In a major advancement for gay rights advocates, the Second Circuit Court of Appeals ruled Thursday that a key section of the Defense of Marriage Act — a Clinton-era law defining marriage legally as union between one woman and one man — violates the Constitution’s guarantee of equal protection under the law.
Under DOMA, the federal government and most states decline to recognize same-sex couples who have been legally married. Those couples have been denied the same legal protections that people in same-sex marriages are provided.In this case, the Second Circuit determined it was unconstitutional for the federal government to require 83-year-old Edith Windsor to pay over $300,000 in estate taxes after the death of her spouse Thea Spyer. Windsor and Spyer lived in New York, but married in Toronto, Canada, in 2007, after a 40-year partnership. When Spyer died in 2009, New York had not yet legalized same sex marriage, and thus the federal government required Windsor to pay taxes on Spyer’s estate — a burden that wouldn’t have befallen an opposite-sex couple, whether married in or out of state.
In February 2011, the Justice Department halted its defense of DOMA, upsetting House Republicans who have spent over $1 million defending it in the Obama administration’s stead.

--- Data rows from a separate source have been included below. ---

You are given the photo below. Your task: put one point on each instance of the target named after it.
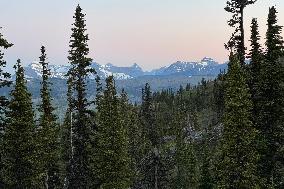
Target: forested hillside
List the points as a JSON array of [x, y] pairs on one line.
[[227, 132]]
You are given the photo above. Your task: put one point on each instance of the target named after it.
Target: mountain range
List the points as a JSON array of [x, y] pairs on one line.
[[205, 67]]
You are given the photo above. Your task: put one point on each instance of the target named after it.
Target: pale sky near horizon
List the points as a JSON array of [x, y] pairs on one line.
[[151, 33]]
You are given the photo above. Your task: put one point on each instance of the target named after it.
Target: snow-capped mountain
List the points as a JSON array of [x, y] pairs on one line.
[[34, 70], [207, 66]]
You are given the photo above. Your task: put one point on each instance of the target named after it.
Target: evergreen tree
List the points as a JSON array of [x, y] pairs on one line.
[[66, 148], [112, 158], [20, 161], [271, 105], [237, 41], [186, 163], [81, 126], [239, 157], [4, 81], [255, 67], [48, 130]]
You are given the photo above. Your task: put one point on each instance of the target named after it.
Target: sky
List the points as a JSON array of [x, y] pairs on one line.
[[151, 33]]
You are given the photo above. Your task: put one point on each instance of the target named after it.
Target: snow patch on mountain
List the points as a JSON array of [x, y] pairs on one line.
[[207, 66]]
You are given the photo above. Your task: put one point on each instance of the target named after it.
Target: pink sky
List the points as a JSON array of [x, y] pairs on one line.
[[149, 33]]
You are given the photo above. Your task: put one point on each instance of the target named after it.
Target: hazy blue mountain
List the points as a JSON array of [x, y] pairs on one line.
[[206, 67]]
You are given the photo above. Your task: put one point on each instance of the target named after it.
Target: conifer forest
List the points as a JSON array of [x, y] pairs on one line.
[[222, 133]]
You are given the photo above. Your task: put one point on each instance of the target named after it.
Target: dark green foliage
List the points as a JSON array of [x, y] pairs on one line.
[[47, 131], [4, 81], [237, 41], [112, 160], [66, 143], [270, 105], [256, 63], [185, 157], [19, 160], [81, 122], [239, 157]]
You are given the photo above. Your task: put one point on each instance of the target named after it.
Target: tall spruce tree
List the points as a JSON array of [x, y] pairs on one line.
[[48, 130], [256, 56], [4, 81], [271, 105], [81, 126], [152, 164], [185, 158], [239, 156], [237, 41], [112, 157], [66, 136], [20, 161]]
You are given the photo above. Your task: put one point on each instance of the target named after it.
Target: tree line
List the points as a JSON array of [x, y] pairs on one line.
[[226, 133]]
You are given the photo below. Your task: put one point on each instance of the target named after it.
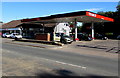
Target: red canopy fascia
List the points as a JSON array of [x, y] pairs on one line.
[[67, 15]]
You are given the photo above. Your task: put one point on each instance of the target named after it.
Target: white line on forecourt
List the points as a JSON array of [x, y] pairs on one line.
[[65, 63]]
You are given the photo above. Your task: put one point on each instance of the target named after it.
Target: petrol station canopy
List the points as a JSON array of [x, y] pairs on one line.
[[80, 16]]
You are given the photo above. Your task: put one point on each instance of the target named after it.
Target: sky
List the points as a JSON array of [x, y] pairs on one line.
[[22, 10]]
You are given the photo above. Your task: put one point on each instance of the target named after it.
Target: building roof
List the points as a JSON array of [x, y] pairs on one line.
[[12, 24], [80, 16]]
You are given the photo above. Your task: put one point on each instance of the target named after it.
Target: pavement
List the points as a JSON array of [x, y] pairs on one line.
[[32, 44], [103, 48], [25, 61]]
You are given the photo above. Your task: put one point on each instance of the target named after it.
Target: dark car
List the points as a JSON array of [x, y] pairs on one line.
[[84, 36]]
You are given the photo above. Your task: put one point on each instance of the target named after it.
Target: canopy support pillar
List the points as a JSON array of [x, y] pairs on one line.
[[75, 24], [93, 31]]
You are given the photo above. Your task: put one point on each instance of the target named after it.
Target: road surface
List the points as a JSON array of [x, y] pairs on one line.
[[25, 60]]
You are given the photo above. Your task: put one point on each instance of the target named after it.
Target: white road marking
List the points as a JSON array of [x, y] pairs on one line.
[[83, 67], [73, 65]]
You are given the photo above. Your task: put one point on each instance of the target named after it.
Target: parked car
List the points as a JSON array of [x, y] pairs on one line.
[[66, 39], [118, 37], [6, 35], [100, 36], [16, 35], [84, 36]]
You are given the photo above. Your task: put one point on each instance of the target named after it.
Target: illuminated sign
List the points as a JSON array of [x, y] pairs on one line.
[[91, 14]]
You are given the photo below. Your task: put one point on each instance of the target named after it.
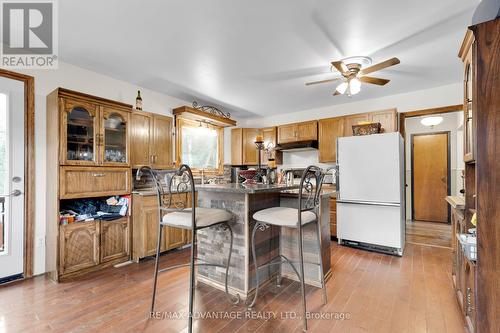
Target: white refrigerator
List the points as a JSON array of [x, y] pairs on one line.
[[370, 192]]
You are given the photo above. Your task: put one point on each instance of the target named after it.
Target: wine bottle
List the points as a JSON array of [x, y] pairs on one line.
[[138, 101]]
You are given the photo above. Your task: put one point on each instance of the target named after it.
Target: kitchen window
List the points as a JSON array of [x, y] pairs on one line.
[[199, 145]]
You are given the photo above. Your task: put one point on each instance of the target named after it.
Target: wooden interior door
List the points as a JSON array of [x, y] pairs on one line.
[[430, 176]]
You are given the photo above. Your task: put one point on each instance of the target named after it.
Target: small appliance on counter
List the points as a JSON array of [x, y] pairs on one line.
[[235, 174]]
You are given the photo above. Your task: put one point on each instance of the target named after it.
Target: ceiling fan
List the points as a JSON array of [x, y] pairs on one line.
[[354, 70]]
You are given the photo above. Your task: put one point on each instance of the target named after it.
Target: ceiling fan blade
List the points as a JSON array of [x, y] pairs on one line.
[[322, 81], [374, 80], [340, 66], [379, 66]]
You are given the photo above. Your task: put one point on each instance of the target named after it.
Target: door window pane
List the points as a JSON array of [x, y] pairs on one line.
[[200, 147], [3, 167], [115, 139], [80, 135]]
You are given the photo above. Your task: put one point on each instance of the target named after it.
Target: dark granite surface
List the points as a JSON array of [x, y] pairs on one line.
[[241, 188]]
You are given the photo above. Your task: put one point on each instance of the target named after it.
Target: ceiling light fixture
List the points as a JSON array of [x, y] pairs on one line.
[[431, 121], [350, 87]]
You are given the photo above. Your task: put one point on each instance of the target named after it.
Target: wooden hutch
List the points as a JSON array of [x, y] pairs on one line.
[[88, 143], [476, 281]]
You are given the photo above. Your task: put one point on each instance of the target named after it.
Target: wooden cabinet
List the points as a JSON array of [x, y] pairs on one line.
[[88, 155], [114, 237], [354, 120], [466, 53], [85, 246], [79, 247], [304, 131], [333, 217], [329, 130], [243, 149], [84, 182], [151, 140], [162, 142], [93, 134], [270, 135], [470, 295], [287, 133], [387, 118], [140, 136], [307, 131], [145, 221]]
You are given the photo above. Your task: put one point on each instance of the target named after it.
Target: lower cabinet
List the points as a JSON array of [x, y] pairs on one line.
[[85, 246], [114, 240], [145, 222], [463, 272], [79, 247]]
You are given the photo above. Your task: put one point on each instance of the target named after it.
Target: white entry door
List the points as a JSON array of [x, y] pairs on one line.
[[11, 178]]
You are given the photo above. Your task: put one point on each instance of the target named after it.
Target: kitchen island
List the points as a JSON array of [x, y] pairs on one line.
[[243, 201]]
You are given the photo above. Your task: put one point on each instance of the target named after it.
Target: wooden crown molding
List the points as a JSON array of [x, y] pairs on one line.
[[188, 112]]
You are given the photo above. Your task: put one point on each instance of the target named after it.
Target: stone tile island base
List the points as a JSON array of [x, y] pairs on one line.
[[213, 243]]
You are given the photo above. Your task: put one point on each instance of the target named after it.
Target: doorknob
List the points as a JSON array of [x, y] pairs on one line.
[[14, 193]]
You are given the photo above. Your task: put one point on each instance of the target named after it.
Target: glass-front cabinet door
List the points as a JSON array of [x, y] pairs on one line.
[[79, 133], [114, 145], [468, 110]]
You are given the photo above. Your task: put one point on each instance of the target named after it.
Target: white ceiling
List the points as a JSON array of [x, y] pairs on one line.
[[253, 57]]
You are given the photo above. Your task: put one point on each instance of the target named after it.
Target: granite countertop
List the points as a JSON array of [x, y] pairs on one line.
[[241, 188], [324, 192]]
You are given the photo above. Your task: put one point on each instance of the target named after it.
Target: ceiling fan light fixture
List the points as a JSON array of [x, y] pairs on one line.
[[431, 121], [341, 88], [354, 86]]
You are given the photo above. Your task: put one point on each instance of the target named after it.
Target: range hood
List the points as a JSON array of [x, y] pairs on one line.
[[298, 146]]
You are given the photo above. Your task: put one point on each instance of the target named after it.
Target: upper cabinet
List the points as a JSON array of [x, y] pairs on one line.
[[93, 134], [151, 138], [79, 133], [298, 132], [466, 53], [329, 130], [115, 137], [387, 118], [354, 119]]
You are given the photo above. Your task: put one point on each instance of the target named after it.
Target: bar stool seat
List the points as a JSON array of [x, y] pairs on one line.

“Notwithstanding the withdrawal of its advocacy, the United States continues to enforce Section 3 of DOMA, which is indeed why Windsor does not have her money,” the opinion reads. “The constitutionality of the statute will have a considerable impact on many operations of the United States.”
Judge Dennis Jacobs, who authored the opinion, is the circuit’s chief judge and was appointed to the court in 1992 by President George H.W. Bush.
The New York federal appeals court is the second in the country, after the First Circuit in Boston, to find the law unconstitutional.